Chief Economist

Boardroom Report (BR): What made you want to become an economist?

Mark Thirlwell (MT): I grew up in a steel town in the north-east of England, a place called Consett. One of the formative parts of my childhood was watching what had been basically a one industry town adapt to that industry being shut down. In 1980 they closed the Consett Steel Works, which had been the single dominant employer in the region and in the town. As a consequence Consett had one of the highest unemployment rates in Europe. I saw how political and economic shocks can really change the environment you're in.

Then another part of my childhood was growing up in the Middle East. My father was building infrastructure in Saudi Arabia and in Kuwait. That was the opposite end of the economic spectrum. These were economies that had just had this huge windfall in terms of oil revenue.

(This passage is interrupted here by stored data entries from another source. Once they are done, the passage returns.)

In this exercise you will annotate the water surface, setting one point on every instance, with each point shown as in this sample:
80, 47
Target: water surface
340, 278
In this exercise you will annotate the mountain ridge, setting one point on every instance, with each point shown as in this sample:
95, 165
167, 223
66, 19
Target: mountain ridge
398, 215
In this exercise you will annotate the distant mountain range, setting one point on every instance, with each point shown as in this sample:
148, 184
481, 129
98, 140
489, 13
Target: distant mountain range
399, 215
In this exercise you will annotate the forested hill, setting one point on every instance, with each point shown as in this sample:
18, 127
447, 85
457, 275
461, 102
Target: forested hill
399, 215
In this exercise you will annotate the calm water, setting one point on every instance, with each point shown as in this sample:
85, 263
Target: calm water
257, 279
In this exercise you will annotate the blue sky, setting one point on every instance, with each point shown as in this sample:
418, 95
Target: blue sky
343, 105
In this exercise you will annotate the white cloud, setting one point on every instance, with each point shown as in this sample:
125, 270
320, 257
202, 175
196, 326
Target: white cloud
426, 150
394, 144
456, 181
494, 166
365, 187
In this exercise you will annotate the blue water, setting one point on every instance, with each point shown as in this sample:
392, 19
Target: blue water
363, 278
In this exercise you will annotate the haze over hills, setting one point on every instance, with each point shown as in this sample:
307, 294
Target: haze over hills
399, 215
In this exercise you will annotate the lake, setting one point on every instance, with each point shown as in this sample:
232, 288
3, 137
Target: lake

They were trying to figure out how do you do really rapid development and growth.

I had these two very different views of the world as a kid. That got me thinking, "What's happening here. How do I understand this stuff?"

BR: Your work has had a strong focus on the intersection of geopolitics and economics. How did you become interested in that?

MT: I remember reading at university a book called The Rise and Fall of the Great Powers by Paul Kennedy. He tried to pull together economics, military history, grand strategy politics, and he wrote this huge, sweeping narrative from the rise of the Hapsburgs through to the rise of the United States and the British Empire sandwiched in between. And I was really taken by it.

I was fascinated by this idea of pulling together history and economics and politics and telling these big stories about how the world works. That's always been a part of what's interested me.

BR: What excites you about taking on the role of chief economist at the AICD?

MT: One thing is the breadth of the membership. I will get a chance to engage with more than 43,000 directors across from the public sector, the private sector, listed companies, private companies, not-for-profits. That's a really interesting group of people to get to know and to talk to, and to learn from.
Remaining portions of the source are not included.